University of Miami International and Comparative Law Review


While filing for bankruptcy does not seem appealing for any debtor regardless of the jurisdiction, the reluctance to use the bankruptcy system varies across countries. This article explores the underlying reasons and economic effects of the low usage of bankruptcy procedures in Spain, where the rate of business bankruptcies is one of the lowest in the world. Some authors have argued that the low usage of bankruptcy procedures in Spain is due to a “cultural” problem faced by Spanish entrepreneurs. According to this hypothesis, the lack of a “bankruptcy culture” makes Spanish entrepreneurs afraid to use the bankruptcy system. In this article, however, I advocate for a totally different hypothesis. In my opinion, the low rate of business bankruptcies in Spain is not due to a “cultural” problem but to an institutional one.
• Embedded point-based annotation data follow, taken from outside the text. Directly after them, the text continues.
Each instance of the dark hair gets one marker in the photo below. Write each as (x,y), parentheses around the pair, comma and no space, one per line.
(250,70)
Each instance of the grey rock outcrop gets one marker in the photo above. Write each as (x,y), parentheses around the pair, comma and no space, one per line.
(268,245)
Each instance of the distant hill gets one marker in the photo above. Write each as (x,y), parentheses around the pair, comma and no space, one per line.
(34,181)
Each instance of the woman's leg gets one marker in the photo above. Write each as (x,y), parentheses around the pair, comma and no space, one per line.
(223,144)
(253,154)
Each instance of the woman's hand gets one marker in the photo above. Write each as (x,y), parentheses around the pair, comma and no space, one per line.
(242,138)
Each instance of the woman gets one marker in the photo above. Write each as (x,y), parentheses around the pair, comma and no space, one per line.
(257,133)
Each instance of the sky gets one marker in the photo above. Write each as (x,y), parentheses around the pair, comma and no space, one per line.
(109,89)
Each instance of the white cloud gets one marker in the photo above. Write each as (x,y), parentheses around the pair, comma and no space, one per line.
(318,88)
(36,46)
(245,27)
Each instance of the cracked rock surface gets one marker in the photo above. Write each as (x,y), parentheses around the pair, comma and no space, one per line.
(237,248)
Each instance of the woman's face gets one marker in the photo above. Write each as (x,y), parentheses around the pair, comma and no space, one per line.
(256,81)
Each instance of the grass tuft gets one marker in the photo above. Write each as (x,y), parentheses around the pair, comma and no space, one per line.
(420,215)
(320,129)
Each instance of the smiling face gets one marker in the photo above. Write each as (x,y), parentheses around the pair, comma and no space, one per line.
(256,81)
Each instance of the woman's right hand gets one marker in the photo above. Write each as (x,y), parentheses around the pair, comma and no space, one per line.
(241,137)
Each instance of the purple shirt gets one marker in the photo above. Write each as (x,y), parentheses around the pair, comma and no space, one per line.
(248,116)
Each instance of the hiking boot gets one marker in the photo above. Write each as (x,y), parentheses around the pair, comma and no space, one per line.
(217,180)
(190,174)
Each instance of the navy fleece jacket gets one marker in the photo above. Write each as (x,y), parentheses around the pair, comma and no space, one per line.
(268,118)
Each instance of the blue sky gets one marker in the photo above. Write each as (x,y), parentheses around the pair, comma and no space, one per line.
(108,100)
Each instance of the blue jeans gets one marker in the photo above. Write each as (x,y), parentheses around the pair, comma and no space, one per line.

Namely, I argue that the low rate of business bankruptcies is better explained by the unattractive insolvency regime for debtors and creditors traditionally existing in Spain, as well as other legal and institutional factors including a creditor-friendly corporate law, an efficient mortgage system, a rigid labor law, and a poor law of secured transactions. All these factors encourage both debtors and creditors to avoid the use of insolvency proceedings either by minimizing the risk of insolvency or by postponing—and, if possible, even avoiding—the bankruptcy system once a debtor becomes insolvent. By exploring the underlying reasons for the low usage of the bankruptcy system in Spain, this article seeks to contribute to the general understanding of the low rate of business bankruptcies around the world while assessing the economic effects potentially associated with a low usage of insolvency proceedings. The article concludes with several recommendations to enhance the attractiveness of Spanish bankruptcy procedures.